I rated Lowe well enough to be an AB. Remember we were picking the likes of George Bridge above such players so theres no disputing a lot of bad decisions have been made by those last two coaches. Does a team like the ABs need a finicky winger who you have to adapt and change a lot of your style with to get benefit from? No, not really. But he still would have been a basic improvement on players like even Savea at the tail of his career, Bridge, and could even have converted into the answer of replacing Beauden at the back. Instead we persisted with NMS, Naholo, Havili, Reece, all players we would have cared even less about losing and all because Rieko had Lowe's number 11 jersey nailed down.


He was of course only 23 when he decided to leave, it was back in the beggining of the period they had started retaining players (from 2018 onwards I think, they came out saying theyre going to be more aggressive at some point). So he might, all of them, only just missed out.


The main point that Ed made is that situations like Lowe's, Aki's, JGP's, aren't going to happen in future. That's a bit of a "NZ" only problem, because those players need to reach such a high standard to be chosen by the All Blacks, were as a country like Ireland wants them a lot earlier like that. This is basically the 'ready in 3 years' concept Ireland relied on, versus the '5 years and they've left' concept' were that player is now ready to be chosen by the All Blacks (given a contract to play Super, ala SBW, and hopefully Manu).


The 'mercenary' thing that will take longer to expire, and which I was referring to, is the grandparents rule. The new kids coming through now aren't going to have as many gp born overseas, so the amount of players that can leave with a prospect of International rugby offer are going to drop dramatically at some point. All these kiwi fellas playing for a PI, is going to stop sadly.

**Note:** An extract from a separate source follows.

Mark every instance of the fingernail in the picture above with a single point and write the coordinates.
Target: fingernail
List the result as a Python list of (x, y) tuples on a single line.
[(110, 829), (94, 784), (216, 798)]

The new era problem that will replace those old concerns is now French and Japanese clubs (doing the same as NRL teams have done for decades by) picking kids out of school. The problem here is not so much a national identity one, than it is a farm system where 9 in 10 players are left with nothing. A stunted education and no support in a foreign country (well they'll get kicked out of those countries were they don't in Australia).


It's the same sort of situation were NZ would be the big guy, but there weren't many downsides with it. The only one I can think was brought up but a poster on this site, I can't recall who it was, but he seemed to know a lot of kids coming from the Islands weren't really given the capability to fly back home during school xms holidays etc. That is probably something that should be fixed by the union. Otherwise getting someone like Fakatava over here for his last year of school definitely results in NZ being able to pick the cherries off the top but it also allows that player to develop and be able to represent Tonga and under age and possibly even later in his career. Where as a kid being taken from NZ is arguably going to be worse off in every respect other than perhaps money. Not going to develop as a person, not going to develop as a player as much, so I have a lotof sympathy for NZs case that I don't include them in that group but I certainly see where you're coming from and it encourages other countries to think they can do the same while not realising they're making a much worse experience/situation.